Rodolfo se sonaba con un corto resuello.
—Si… Ella lo vendió —dijo.
—Si no regresamos de Inglaterra, ella hubiera liquidado la casa. De milagro quedó algo.
—Es que… ella no sabía tocar, y como por entonces la victrola era la gran novedad…
Asunción separó los dedos de las teclas frías e indicó con la cabeza que Jaime estaba presente. La conversación entró con lentitud a la cabeza del muchacho. Lánguido como el sol, se colgaba con un brazo de la cortina. Ella, ella… Conservó la palabra sin pensarla. Pensaba, con extrañeza, que ese día recibía impresiones sin comprenderlas. Pensó que las escondía para pensarlas otro día… «Otro día entenderé todo», se dijo el joven, y soltó la cortina y recordó fugazmente la conversación pasada, el cuerpo de la tía pegado al suyo, la ceremonia de la luz y el sacrificio.

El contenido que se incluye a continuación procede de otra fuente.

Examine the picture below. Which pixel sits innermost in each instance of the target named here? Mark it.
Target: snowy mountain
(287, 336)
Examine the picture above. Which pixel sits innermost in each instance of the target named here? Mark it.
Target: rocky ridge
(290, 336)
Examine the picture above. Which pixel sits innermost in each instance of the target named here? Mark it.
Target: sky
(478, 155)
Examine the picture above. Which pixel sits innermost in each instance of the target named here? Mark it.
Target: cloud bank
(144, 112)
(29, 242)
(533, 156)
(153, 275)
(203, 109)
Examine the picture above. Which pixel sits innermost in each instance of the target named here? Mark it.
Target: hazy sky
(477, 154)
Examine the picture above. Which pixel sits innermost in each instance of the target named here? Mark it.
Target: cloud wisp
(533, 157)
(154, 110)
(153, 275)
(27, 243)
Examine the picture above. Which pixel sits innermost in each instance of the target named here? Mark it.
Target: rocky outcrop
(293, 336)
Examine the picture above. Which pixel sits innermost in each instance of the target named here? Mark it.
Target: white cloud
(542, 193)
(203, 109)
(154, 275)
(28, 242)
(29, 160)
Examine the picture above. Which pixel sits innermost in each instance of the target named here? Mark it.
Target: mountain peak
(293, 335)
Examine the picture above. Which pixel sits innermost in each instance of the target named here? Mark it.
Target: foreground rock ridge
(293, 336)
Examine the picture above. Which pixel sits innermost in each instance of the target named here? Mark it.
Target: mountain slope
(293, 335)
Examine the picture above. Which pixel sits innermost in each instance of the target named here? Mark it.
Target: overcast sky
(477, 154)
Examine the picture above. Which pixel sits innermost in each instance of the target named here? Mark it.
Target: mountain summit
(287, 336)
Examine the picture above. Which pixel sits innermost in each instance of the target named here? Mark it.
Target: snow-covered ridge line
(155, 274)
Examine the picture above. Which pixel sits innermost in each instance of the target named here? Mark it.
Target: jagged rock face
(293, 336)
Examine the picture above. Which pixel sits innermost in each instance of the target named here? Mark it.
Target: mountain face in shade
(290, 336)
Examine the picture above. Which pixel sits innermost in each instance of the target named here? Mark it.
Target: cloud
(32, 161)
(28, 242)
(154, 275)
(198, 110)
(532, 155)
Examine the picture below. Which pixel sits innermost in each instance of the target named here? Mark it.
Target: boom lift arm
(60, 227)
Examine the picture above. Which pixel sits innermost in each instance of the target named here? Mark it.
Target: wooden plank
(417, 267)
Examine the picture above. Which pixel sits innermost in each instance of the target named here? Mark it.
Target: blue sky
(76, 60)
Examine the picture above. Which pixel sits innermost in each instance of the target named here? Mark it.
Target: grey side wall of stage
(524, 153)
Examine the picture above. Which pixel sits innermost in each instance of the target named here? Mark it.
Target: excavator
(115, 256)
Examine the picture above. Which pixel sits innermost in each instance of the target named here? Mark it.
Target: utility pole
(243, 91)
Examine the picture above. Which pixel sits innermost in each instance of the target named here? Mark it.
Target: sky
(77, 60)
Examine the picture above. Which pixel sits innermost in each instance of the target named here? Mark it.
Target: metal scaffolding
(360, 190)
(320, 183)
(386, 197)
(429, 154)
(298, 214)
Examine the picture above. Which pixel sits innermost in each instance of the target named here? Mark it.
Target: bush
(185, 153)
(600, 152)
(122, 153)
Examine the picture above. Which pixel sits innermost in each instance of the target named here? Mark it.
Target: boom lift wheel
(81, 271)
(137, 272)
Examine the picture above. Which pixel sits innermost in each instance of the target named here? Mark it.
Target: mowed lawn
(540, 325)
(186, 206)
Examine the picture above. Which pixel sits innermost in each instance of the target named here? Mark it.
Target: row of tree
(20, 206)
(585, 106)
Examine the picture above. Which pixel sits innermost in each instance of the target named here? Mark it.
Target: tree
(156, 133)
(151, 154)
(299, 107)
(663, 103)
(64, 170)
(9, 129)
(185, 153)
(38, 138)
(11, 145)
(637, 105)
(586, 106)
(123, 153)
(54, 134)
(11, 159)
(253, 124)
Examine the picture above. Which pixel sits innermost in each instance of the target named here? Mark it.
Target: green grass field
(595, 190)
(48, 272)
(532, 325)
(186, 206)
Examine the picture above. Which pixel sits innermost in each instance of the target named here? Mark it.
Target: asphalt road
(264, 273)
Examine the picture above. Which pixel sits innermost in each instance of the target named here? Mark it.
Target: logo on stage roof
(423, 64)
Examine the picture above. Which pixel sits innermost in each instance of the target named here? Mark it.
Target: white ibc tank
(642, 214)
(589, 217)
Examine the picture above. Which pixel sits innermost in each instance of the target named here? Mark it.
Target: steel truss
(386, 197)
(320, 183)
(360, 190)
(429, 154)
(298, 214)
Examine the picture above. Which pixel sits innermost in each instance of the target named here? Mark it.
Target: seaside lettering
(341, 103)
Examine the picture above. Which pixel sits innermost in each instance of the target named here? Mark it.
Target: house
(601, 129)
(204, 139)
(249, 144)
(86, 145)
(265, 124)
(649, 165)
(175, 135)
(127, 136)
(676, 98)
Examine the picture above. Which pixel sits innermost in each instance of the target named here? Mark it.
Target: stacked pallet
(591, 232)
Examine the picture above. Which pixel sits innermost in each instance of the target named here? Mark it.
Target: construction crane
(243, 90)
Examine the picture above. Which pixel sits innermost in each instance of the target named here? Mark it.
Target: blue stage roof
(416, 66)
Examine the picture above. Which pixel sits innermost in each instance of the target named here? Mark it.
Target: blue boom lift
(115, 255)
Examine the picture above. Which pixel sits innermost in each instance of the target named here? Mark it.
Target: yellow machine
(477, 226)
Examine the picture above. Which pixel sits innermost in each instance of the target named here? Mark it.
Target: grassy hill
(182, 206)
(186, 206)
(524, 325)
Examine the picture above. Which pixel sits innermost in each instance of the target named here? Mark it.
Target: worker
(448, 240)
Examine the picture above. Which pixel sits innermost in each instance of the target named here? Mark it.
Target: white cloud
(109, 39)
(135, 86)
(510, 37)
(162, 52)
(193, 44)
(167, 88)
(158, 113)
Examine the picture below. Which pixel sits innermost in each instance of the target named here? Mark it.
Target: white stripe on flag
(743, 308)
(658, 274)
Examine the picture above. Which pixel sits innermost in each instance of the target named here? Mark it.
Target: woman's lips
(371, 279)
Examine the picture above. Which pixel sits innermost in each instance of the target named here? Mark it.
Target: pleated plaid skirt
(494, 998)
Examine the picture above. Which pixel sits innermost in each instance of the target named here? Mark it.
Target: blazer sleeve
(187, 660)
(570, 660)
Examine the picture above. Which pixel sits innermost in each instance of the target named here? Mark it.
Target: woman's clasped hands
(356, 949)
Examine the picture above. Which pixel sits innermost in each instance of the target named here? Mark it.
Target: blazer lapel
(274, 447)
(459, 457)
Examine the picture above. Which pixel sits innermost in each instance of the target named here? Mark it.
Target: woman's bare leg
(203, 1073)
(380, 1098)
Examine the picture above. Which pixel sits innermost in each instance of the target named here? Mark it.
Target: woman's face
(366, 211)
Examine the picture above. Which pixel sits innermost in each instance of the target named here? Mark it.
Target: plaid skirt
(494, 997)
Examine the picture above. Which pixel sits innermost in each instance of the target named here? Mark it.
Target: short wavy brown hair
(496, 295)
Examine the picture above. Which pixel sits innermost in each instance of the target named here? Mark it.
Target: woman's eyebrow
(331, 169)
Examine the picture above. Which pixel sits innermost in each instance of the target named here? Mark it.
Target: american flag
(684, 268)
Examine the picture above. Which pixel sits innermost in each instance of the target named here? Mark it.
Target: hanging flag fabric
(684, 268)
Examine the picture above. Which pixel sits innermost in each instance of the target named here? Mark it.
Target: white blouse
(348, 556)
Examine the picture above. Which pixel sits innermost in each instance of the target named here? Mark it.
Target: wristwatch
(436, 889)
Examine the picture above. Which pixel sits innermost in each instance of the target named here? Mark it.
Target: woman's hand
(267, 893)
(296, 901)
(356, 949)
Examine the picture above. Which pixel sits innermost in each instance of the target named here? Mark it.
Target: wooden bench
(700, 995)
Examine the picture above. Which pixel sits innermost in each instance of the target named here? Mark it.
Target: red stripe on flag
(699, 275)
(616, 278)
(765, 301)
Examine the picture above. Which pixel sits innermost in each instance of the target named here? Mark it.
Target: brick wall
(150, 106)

Salió con paso lento de la recámara.
—Es que ella no era como nosotros —dijo, en voz más alta, Asunción, y empezó a tocar el Impromptu de Chopin. No dominaba bien la rapidez del pentagrama, y debió leerlo e iniciar de nuevo la ejecución. Jaime se alejó por el corredor.
—¿Quieres escandalizarlo? —dijo Asunción, mientras angostaba los párpados para leer mejor las notas. —Recuerda lo que dice el Evangelio.
—Pero es que es su madre.
—No es, Rodolfo. —Asunción sonrió con agrura.
Su hermano ya asumía, como siempre, el papel de la víctima. —Ese niño no tiene madre, y no voy a permitir que lo corrompas.
—Algún día la habrá de conocer.
—No. Sí insistes, le diré a Jorge que hable contigo.
—¿Por qué? —Rodolfo no quería referirse a la amenaza. Quería decir algo más general. Quizá su hermana lo comprendió. Él no pudo continuar.
—Ahora Adelina vive en Irapuato muy quitada de la pena. Frecuenta pura gente de lo más bajo, igualito a ella. Nunca debió salir de allí. ¡Las gentes que se salen de su lugar son…!
—No; no digas nada, por favor. Puede que sea cierto. Pero trata de entenderme. Yo… yo siento mucho remordimiento. Sí. Si por lo menos una vez le hubiera llevado al niño… o si le hubiéramos pasado algo.
—¿Ya no te acuerdas que ella misma se negó? Por nosotros no quedó. ¿Te acuerdas? Al fin tu suegro tenía dinero.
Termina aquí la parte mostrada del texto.